(Note: This article is part of the content from the Internet, due to the author's limited, shortcomings, but also hope to comment.) )
Remember a few days ago, the department of a little girl asked me, how her python print out the Chinese information is garbled? I walked over, thinking about one or two, an instant to her fix, in fact, this is the character encoding conversion problem. At this time, I noticed that the little girl showed a gleam of worship. So I thought, if you can't even make the coding problem, how do you pick up the girls? May be a part of the people will enter this misunderstanding, I am the level of my pupils, my understanding of the combination of online information to write down.
Note : The Python3 default encoding is Unicode, while Python2 is an ASCII code. The Windows environment is GBK encoded by default .

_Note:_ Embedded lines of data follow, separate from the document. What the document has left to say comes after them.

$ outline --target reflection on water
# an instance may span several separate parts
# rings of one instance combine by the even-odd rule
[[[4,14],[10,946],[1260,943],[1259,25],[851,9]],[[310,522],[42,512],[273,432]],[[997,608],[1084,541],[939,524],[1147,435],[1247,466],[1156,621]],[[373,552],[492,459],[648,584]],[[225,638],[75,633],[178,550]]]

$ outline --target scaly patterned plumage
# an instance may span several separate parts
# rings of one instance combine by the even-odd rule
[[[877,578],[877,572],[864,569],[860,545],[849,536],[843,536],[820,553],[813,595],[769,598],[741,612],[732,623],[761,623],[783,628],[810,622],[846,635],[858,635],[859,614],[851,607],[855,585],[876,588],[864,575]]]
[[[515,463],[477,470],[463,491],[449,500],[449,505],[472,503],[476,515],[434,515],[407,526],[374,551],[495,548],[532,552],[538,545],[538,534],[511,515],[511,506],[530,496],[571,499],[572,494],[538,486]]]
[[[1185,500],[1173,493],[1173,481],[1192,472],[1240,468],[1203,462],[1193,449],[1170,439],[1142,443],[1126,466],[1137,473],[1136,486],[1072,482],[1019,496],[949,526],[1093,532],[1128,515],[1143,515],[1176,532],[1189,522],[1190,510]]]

Common coding error causes:
1. Default encoding of the Python interpreter
2. Python source file encoding
3. Encoding used by the terminal
4. Language settings for the operating system
One, the type of the code
I, ASCII accounts for 1 bytes, only English is supported
II, GB2312 account for 2 bytes, support 6700+ Kanji
III, GBK GB2312 upgrade version, support 21000+ kanji, Chinese 2 bytes .
IV, Unicode 2-4 bytes already included 136,690 characters
V, UTF-8: Use 1, 2, 3, 4 bytes to represent all characters, a priority of 1 characters, not enough to increase one byte, up to 4 bytes. English accounts for 1 words
section, European languages accounted for 2, East Asia accounted for 3, and other and special characters accounted for 4 . Chinese 3 bytes.
VI, UTF-16: Use 2, 4 bytes to represent all characters, 2 bytes is preferred, otherwise 4 bytes are used.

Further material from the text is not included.